# sum of the last five digits

what will be the sum of $202020202^{4}$ considering last 5 digits.

What is the efficient method to calculate the sum of the last five digits of the expression $202020202^{4}$...

I tried the following approach

$202020202^{4}$ = $2^{4}$ * $101010101^{4}$

So

$2^{4}$ =16

$101010101^{4}$ consider only $10101^{4}$

but don't know how to proceed further.

So help someone to approach further.

Any suggestions will be welcome.

• Last $5$ digits?
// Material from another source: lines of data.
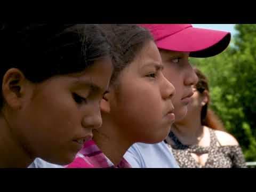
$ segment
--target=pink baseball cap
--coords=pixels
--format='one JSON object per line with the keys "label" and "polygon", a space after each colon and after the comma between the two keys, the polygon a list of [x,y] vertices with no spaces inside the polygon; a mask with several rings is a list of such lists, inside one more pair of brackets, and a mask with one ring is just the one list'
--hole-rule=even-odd
{"label": "pink baseball cap", "polygon": [[220,53],[230,42],[229,32],[194,28],[190,24],[140,24],[152,34],[159,49],[205,58]]}

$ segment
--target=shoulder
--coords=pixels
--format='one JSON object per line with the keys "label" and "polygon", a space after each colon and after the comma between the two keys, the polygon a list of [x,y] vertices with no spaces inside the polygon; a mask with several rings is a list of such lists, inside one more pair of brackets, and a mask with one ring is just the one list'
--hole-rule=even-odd
{"label": "shoulder", "polygon": [[238,146],[239,143],[236,139],[230,134],[226,132],[214,130],[215,134],[220,145],[225,146]]}
{"label": "shoulder", "polygon": [[61,165],[46,162],[39,158],[36,158],[28,168],[63,168]]}

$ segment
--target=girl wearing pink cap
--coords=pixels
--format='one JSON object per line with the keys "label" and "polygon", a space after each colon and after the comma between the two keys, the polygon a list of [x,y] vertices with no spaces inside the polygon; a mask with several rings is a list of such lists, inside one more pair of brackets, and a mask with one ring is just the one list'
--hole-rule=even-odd
{"label": "girl wearing pink cap", "polygon": [[[172,100],[175,121],[186,115],[198,78],[189,57],[204,58],[221,53],[230,41],[229,33],[195,28],[189,24],[142,24],[153,34],[164,66],[163,73],[174,86]],[[164,141],[133,145],[125,158],[134,167],[178,167]]]}

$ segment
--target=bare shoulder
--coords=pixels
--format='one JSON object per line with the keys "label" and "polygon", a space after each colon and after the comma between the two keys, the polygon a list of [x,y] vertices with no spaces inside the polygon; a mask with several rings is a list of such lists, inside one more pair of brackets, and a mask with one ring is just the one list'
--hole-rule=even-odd
{"label": "bare shoulder", "polygon": [[217,139],[221,146],[239,145],[236,139],[229,133],[218,130],[215,130],[214,132]]}

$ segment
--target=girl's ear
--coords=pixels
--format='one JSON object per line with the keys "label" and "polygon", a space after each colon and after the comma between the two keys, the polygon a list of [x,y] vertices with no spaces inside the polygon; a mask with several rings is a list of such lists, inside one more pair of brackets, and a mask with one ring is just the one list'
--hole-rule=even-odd
{"label": "girl's ear", "polygon": [[27,80],[19,69],[11,68],[4,74],[2,83],[4,102],[13,109],[21,107],[26,93]]}
{"label": "girl's ear", "polygon": [[201,106],[204,106],[205,104],[210,102],[209,92],[207,90],[204,90],[202,93],[203,99],[201,102]]}
{"label": "girl's ear", "polygon": [[110,93],[107,92],[104,94],[100,102],[100,110],[104,113],[110,112],[110,105],[109,103]]}

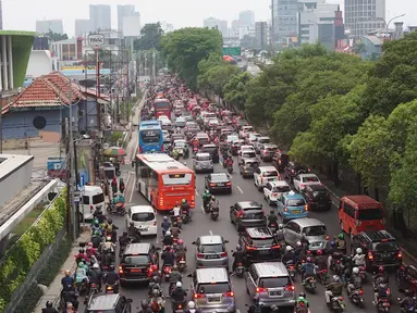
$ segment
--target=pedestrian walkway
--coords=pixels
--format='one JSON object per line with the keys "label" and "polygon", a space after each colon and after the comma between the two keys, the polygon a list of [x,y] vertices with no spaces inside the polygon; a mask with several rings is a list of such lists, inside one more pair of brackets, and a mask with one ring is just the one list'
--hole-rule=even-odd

Just calculate $20202^4$ and sum up the last $5$ digits. – barak manos Jan 13 '17 at 13:26
• Start with $202^4$. It has last $3$ digits $416$. Then $20202^4$, it has last $3$ digits still $416$ and last $5$ digits $06416$. Then read the previous remark - ready. – Dietrich Burde Jan 13 '17 at 13:27

Write 10101 as 10000+101 and then apply binomial theorem, only two terms will contribute to last five digits. Then do the same for 101 as 100+1. Should be pretty easy from there.

• we have $$202020202^4=1665632568430093729096376321606416$$ and you have the last $5$ digits – Dr. Sonnhard Graubner Jan 13 '17 at 13:37
• @Dr.SonnhardGraubner Wonderful, May I know how you estimated that result? how you computed mentally!!!.....I wanna know that trick as well. – jerry Jan 13 '17 at 13:40
• i can multiply by hand – Dr. Sonnhard Graubner Jan 13 '17 at 13:47
• I think two terms contribute to the last five digits: $101^4$ and $4\cdot 101^3\cdot 10000$. – TonyK Jan 13 '17 at 13:49
• Oops. Corrected – Petra Jan 13 '17 at 13:59

As mentioned you only need to worry about $20202^4$ as the larger powers of ten will leave the final five digits unaffected.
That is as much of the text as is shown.